My advice to potential Windows Phone buyers is don’t. At least don’t buy one now. Wait for Windows Phone 8 devices to arrive this fall. If you can’t wait then you have two choices. Make sure every app you could ever want is already available for Windows Phone 7.5, or buy an iPhone.
If the bar is “until every app you ever want is available,” then there is no one eco system that will suffice. If enough are available for you, then move forward with knowledge of the situation.
I know many people with smartphones that really don’t download apps. They just get what seems to be for sale, looks good, and is at a price they feel comfortable paying for a phone.
Sometimes the truth hurts, but I think you are 100% correct.
Sadly, you’re correct.
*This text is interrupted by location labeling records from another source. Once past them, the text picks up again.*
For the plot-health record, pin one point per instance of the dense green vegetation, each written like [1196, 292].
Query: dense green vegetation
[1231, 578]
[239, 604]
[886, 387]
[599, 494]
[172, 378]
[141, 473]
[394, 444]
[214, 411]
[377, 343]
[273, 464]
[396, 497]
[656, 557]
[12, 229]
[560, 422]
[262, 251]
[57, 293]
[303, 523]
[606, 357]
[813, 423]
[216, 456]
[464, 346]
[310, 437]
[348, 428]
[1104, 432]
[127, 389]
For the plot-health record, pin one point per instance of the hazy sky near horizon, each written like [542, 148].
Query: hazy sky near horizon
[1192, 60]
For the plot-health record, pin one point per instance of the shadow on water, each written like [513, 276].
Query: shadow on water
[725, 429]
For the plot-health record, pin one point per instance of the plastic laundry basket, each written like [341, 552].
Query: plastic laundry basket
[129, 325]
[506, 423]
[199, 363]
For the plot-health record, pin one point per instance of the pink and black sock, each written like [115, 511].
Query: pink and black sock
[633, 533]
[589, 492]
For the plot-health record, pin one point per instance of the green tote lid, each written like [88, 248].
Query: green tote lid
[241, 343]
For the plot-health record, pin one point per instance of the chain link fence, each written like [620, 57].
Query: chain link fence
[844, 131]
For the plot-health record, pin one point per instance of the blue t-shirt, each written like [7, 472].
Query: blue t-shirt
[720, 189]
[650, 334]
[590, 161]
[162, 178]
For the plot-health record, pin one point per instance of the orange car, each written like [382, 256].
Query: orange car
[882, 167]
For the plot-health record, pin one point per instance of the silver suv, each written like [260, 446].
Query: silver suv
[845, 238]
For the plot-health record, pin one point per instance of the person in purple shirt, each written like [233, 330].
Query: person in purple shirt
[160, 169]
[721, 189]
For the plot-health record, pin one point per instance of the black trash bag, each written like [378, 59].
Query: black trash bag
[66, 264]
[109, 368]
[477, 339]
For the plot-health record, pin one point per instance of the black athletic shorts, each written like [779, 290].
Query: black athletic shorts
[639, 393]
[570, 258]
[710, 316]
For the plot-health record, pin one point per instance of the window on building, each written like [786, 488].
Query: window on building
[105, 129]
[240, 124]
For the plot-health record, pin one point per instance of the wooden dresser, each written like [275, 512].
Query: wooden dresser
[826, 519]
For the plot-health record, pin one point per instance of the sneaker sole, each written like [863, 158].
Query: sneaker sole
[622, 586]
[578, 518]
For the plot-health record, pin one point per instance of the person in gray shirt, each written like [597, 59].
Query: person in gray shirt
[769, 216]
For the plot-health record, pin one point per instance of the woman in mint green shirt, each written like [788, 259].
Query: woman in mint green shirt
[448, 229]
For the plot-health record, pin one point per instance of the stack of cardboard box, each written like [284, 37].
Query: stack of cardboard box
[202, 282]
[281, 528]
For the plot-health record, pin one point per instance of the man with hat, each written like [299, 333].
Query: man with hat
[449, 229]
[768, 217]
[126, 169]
This decision will probably be the final nail in WP’s coffin.
the metro design alone is a reason to buy a Windows Phone over anything else on the market…even the co-founder of Apple gushed over Windows Phone…iPhone is old-timey ugly, and Android is a lesser copy of that…
Design isn’t enough if the phone won’t do what you want it to do. That’s why I advocate waiting to make sure you can get a phone that will run Windows Phone 8, so you can get the best of the WP design and access to a library of apps that will continue to grow for years rather than one that might top out very soon.
be a shepherd.. don’t be an i-sheep.. I am using Lumia800 WP.. design and stable and perfect..I am a proud shepherd..
I bought my Lumia 800 in March 2012 but didn’t realise that Windows 8 was just around the corner, which is a shame as I would have waited for WP8 as I don’t like iPhone’s at all. I’m not overly impressed that Microsoft have done this but it’s what they do best and frequently too. Hey ho.
“Once Windows Phone 8 ships the number of new apps being introduced for Windows Phone 7.5 will quickly drop to zero.”
As somebody who writes WP7 apps in their spare time I can tell you that is nonsense. Simple understanding of arithmetic would have told you that last year as well. When I release a new WP7 app it also automatically runs on WP8 and consequently targets a market which is about 3 times the size of a WP8 only app.
That multiple will decrease with time. While companies like Nokia continue to sell cheaper WP7 phones the approaching release of the “cheap as chips” (“chips” are what the English call French fries) Lumia 520 will likely spell the end of WP7 sales unless they can sell at sub $100.
Overall I do think I was wrong on how quickly WP7 app availability would drop off. But there have only been 30,000 new apps in 9 months, and I don’t know how many are WP8-only. Given that Microsoft didn’t release the WP8 SDK until 4 months ago I’d say developers really had no choice except to continue on with developing apps that would run on WP7 as well. One of the interesting things is that the apps I’m missing did not have a need for any of the new WP8 capabilities and could easily have been written for WP7. Yet they weren’t.